Commercial Mortgages Performing Relatively Well
Washington, DC, March 13, 2009--The weakening economy and continued credit crunch contributed to increases in commercial/multifamily mortgage delinquencies during the fourth quarter of 2008, according to the Commercial/Multifamily Delinquency Report from the Mortgage Bankers Association (MBA).
“As expected, the weakening economy continues to take a toll on the performance of commercial and multifamily mortgages,” said Jamie Woodwell, MBA’s Vice President of Commercial Real Estate Research.
“But counter to the popular urban myth, commercial and multifamily mortgages are actually performing better than just about every other type of loan.

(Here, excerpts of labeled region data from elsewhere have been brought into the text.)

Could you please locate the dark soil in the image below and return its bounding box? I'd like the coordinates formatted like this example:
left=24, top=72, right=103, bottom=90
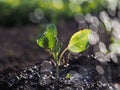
left=0, top=22, right=120, bottom=90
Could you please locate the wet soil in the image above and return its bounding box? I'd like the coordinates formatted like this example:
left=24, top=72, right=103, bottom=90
left=0, top=22, right=120, bottom=90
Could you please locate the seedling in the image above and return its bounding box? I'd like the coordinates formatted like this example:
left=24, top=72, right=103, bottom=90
left=37, top=24, right=91, bottom=78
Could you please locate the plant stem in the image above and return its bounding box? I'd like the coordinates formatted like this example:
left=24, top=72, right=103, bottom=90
left=53, top=54, right=59, bottom=79
left=58, top=47, right=68, bottom=65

Of more than 35,000 commercial/multifamily mortgages held by life insurance companies, only 33 loans were delinquent at the end of 2008, and commercial/multifamily mortgages ended 2008 as some of the best performing loans held by commercial banks and thrifts.”
In addition to the Commercial/Multifamily Delinquency Report, the MBA released a Research Data Note reviewing the performance of commercial/multifamily mortgages held by banks and thrifts.
The Data Note finds that commercial mortgages and multifamily mortgages are the best performing loans – ranking lowest among bank loans in terms of charge-off rates, second and third lowest in terms of 30+ day delinquency rates and second and third lowest in terms in of increases in delinquency rates between the third and fourth quarter.
Based on the unpaid principal balance of loans (UPB), delinquency rates for each group at the end of the fourth quarter were as follows:
• CMBS: 1.17 percent (30+ days delinquent or in REO);
• Life company portfolios: 0.07 percent (60+days delinquent);
• Fannie Mae: 0.30 percent (60 or more days delinquent)
• Freddie Mac: 0.01 percent (90 or more days delinquent);
• Banks and thrifts: 1.62 percent (90 or more days delinquent or in non-accrual).